Each image is viewed by several volunteers and we find that combining volunteers' clicks is more accurate than one scientist looking at the images. Afterall, everyone makes mistakes! There is a dedicated core of people that keep coming back. We’re getting some beautiful data. Eventually computers will take over more of this kind of data analysis but for the time being there is no substitute for the analysis that humans can do.

I hitch lifts on tour boats because it saves time and money. I give talks to the people on board, who are there because they want to get close to the wildlife, and they often donate to the project. One of our biggest supporters is Quark Expeditions. This year, everyone who participated in the first month were entered into a draw and Quark donated a trip to Antarctica for one lucky Penguinwatch user.

That added nearly one million hits to our website because people wanted to win the prize! A teacher from the United States won the competition, which is really nice. Hopefully the trip will also inspire his students.

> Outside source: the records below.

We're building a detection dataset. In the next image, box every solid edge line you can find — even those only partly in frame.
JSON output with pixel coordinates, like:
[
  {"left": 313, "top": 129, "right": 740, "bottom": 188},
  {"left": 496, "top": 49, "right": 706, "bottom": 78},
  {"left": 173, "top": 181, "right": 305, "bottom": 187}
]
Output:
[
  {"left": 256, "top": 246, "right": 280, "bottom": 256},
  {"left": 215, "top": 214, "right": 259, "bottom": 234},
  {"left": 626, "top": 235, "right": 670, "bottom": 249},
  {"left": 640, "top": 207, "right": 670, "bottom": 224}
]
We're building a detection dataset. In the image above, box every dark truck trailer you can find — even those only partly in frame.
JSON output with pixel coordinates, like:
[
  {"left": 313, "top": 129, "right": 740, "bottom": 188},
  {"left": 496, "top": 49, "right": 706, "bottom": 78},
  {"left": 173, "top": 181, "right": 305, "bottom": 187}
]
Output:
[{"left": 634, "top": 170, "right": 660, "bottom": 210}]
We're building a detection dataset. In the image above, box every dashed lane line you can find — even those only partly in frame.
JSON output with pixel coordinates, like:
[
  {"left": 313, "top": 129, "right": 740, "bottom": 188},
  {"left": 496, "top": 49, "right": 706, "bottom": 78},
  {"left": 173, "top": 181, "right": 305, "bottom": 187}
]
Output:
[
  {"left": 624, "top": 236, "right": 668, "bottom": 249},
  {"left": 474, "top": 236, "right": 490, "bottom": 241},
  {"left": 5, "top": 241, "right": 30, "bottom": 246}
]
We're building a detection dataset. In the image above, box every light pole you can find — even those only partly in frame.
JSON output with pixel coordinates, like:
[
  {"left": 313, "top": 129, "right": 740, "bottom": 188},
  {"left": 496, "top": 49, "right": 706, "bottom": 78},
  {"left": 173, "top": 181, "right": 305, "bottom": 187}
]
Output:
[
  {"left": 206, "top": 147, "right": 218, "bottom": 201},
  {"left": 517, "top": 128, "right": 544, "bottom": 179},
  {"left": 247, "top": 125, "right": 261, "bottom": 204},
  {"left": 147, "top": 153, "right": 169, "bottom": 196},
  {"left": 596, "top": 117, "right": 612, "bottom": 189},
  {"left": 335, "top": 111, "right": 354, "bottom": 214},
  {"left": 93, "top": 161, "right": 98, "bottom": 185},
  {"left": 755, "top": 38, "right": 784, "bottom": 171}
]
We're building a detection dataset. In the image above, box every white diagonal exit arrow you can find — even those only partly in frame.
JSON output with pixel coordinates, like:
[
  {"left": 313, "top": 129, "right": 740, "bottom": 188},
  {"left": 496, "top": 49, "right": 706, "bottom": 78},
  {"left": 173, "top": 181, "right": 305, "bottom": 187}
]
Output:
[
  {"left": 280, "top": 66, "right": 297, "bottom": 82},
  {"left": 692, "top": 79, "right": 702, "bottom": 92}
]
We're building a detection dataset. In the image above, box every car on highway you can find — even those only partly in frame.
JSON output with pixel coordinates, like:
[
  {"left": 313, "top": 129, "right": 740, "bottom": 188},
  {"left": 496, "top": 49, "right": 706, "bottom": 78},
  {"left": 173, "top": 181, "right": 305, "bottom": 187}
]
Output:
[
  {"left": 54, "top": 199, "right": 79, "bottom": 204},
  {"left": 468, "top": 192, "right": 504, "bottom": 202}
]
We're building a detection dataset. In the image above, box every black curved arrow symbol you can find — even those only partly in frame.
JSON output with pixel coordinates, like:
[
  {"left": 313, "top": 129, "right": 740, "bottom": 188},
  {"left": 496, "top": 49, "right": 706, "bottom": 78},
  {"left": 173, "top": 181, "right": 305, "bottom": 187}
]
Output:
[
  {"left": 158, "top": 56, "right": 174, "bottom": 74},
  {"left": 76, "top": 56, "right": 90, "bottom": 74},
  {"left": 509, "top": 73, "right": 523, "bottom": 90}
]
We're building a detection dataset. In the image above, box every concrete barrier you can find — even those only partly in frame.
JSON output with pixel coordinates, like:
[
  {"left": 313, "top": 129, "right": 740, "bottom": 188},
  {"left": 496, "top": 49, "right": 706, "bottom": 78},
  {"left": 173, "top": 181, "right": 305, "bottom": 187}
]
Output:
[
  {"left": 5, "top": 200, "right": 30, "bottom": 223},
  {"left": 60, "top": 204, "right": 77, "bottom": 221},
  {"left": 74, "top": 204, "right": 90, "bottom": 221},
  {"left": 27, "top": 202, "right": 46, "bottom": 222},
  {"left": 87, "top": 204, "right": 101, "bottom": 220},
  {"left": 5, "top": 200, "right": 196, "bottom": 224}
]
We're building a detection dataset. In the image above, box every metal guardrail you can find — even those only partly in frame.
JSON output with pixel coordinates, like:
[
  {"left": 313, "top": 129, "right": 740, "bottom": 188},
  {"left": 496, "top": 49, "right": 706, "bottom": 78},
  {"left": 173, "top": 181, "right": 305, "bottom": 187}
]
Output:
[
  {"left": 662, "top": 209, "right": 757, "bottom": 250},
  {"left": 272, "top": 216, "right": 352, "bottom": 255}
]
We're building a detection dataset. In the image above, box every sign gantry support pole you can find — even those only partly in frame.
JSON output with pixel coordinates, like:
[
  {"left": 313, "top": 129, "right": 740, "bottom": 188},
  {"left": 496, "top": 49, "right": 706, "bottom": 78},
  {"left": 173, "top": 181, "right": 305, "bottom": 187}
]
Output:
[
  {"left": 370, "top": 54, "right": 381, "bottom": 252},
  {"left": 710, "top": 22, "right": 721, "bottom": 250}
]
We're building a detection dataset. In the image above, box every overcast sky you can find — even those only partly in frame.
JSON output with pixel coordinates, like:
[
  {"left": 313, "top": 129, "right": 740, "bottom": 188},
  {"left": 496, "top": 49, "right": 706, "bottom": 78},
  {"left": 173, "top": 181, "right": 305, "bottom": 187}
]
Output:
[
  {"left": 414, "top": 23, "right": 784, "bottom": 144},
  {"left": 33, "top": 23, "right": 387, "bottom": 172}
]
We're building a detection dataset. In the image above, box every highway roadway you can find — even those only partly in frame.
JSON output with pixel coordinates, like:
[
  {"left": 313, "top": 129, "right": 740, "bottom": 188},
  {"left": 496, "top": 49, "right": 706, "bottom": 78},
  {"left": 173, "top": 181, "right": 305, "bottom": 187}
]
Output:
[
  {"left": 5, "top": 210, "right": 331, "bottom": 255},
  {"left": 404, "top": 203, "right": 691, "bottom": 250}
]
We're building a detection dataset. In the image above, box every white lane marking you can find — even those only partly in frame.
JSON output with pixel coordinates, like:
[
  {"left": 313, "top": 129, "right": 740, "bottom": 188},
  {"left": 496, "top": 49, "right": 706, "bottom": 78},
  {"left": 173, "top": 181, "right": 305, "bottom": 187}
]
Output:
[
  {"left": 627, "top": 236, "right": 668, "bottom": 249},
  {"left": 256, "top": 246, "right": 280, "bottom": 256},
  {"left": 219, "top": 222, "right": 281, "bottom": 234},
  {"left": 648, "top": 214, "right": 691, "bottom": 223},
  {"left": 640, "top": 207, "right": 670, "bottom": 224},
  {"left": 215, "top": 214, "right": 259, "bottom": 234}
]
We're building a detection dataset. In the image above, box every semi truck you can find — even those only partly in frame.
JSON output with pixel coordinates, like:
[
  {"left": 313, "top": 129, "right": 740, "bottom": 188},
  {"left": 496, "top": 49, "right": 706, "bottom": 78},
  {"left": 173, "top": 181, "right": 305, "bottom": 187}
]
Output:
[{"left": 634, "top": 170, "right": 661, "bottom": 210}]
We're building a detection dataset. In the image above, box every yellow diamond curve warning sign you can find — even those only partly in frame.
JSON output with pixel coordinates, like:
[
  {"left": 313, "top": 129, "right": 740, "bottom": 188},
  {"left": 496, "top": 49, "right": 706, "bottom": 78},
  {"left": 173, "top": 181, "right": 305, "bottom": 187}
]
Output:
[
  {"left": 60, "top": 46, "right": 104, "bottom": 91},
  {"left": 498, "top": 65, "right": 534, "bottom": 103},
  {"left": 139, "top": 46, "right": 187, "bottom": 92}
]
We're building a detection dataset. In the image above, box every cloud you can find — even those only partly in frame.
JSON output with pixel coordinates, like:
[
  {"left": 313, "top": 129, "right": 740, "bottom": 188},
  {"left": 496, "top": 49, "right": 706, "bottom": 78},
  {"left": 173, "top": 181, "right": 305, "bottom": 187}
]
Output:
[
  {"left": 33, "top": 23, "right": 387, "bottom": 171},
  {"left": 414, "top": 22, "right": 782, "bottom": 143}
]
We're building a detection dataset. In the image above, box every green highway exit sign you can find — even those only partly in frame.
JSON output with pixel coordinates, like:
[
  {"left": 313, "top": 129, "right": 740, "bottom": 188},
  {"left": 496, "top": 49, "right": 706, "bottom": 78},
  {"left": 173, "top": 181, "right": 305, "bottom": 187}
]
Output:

In the field, I maintain and monitor about 60 sites. I try to get to them once per year but it’s patchy. Occasionally you have 40 minutes to set a camera up in a snow storm, and then you have to leave because that’s as long as the ship can wait! I've occasionally lain awake in the UK wondering whether the camera is still upright and working.

Our project costs about £60,000 per year to run, although that doesn't include our excellent collaborators. The Australian Antarctic Division started this kind of research and wour niche is making it cheaper and scaling it up. We have collaborators in the United States, Argentina and Chile.

I’ve been sponsored by the Darwin Initiative who helped set the project up in the Antarctic. Most of the cameras are sponsored and donors can adopt a colony. These funds usually pay for replacement cameras so we can keep the project going when the original cameras cease to function.

This is a commitment for the long term. We’ve already been part of setting up a big marine protected area and we’re trying to establish more. The longer you monitor things the better the data gets. You see the long term patterns and whether things are really worrying or just part of a cycle. The interest is there, so I think we can sustain it.

I’m next going out there in October for four months. Two months on a Norwegian lifeboat and two months on a tour ship!